By admin | April 30, 2008

Submitted by New Energy News Blog

Offshore wind installations are a reality in Europe and will sooner or later be a reality in the U.S. The Great Lakes region has really wonderful energy resources and somebody is going to get really rich by taking on the challenges and winning through.

The challenges, though, are daunting. Other U.S. offshore projects have been stymied by environmental resistance, aesthetic objections, enormously costly technical obstacles and the building of undersea transmission. Many of the same challenges are beginning to stop Wisconsin onshore wind installations.

Considering the opposition and the difficulty, it might be hard to understand why wind developers persist - until the thought of global climate change makes the difficulty of building wind seem worth the effort.

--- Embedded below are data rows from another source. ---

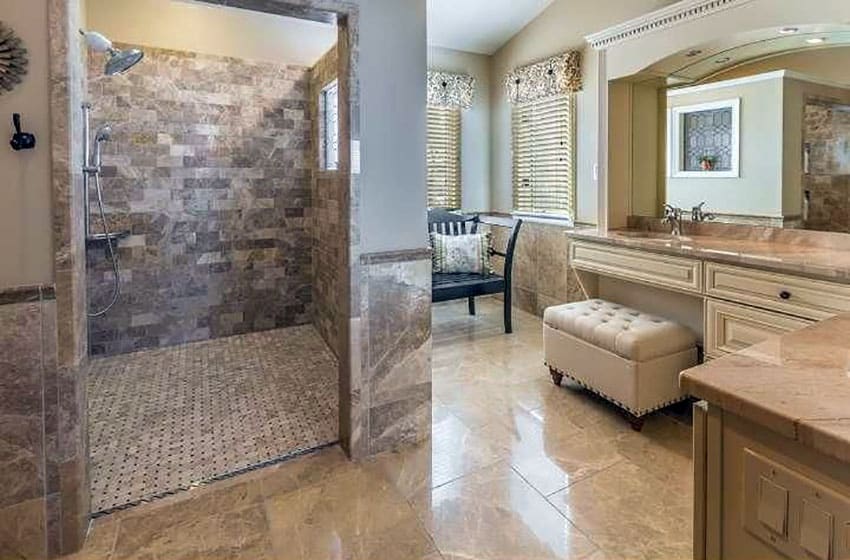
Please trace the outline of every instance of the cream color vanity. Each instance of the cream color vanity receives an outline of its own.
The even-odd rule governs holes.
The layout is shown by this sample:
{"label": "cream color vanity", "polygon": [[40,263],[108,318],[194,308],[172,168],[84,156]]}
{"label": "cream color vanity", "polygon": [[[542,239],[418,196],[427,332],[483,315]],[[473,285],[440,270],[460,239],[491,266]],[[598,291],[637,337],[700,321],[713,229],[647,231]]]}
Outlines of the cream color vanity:
{"label": "cream color vanity", "polygon": [[702,342],[694,558],[850,560],[850,5],[682,0],[588,41],[599,224],[570,266]]}
{"label": "cream color vanity", "polygon": [[850,277],[836,268],[841,260],[850,265],[850,257],[837,248],[801,245],[805,234],[793,245],[641,230],[569,236],[570,262],[578,270],[701,298],[708,359],[850,312],[850,284],[841,281]]}

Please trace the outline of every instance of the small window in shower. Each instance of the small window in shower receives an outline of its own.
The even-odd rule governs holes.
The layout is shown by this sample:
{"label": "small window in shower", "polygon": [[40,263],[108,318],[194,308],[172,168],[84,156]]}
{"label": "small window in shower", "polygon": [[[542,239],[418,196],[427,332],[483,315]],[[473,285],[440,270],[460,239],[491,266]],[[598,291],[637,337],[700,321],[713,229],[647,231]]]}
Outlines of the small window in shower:
{"label": "small window in shower", "polygon": [[322,89],[319,107],[322,169],[334,170],[339,164],[339,85],[336,80]]}

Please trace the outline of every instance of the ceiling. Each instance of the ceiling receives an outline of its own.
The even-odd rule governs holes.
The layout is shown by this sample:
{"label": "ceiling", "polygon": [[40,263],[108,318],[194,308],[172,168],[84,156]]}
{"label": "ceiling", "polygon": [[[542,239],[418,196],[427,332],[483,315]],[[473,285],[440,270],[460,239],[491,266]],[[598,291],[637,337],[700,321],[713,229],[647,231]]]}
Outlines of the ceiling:
{"label": "ceiling", "polygon": [[428,44],[493,54],[553,0],[428,0]]}
{"label": "ceiling", "polygon": [[759,29],[676,53],[647,68],[638,78],[664,78],[669,87],[688,86],[711,81],[714,76],[755,61],[847,46],[850,46],[850,25]]}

Sooner or later aesthetic objections to wind installations will succumb to the much more ominous objections of global climate change and the ugly devastations of coal mining.

Sooner or later the environmental impact of wind installations will be understood as trivial in comparison to that of global climate change and the horrors of a potential nuclear accident.

Sooner or later the readiness of wind installations will emerge as superior to the dangers and difficulties of building LNG terminals.

Sooner or later the offshore wind technology being proven right now in Europe will be put to work in the U.S. while scientists continue to try to figure out how to make “clean” coal something more than an oxymoron, while scientists are still trying to get up to speed on the hydrogen highway, while politicians continue to fight about nuclear waste storage.

Sooner or later. Most likely sooner.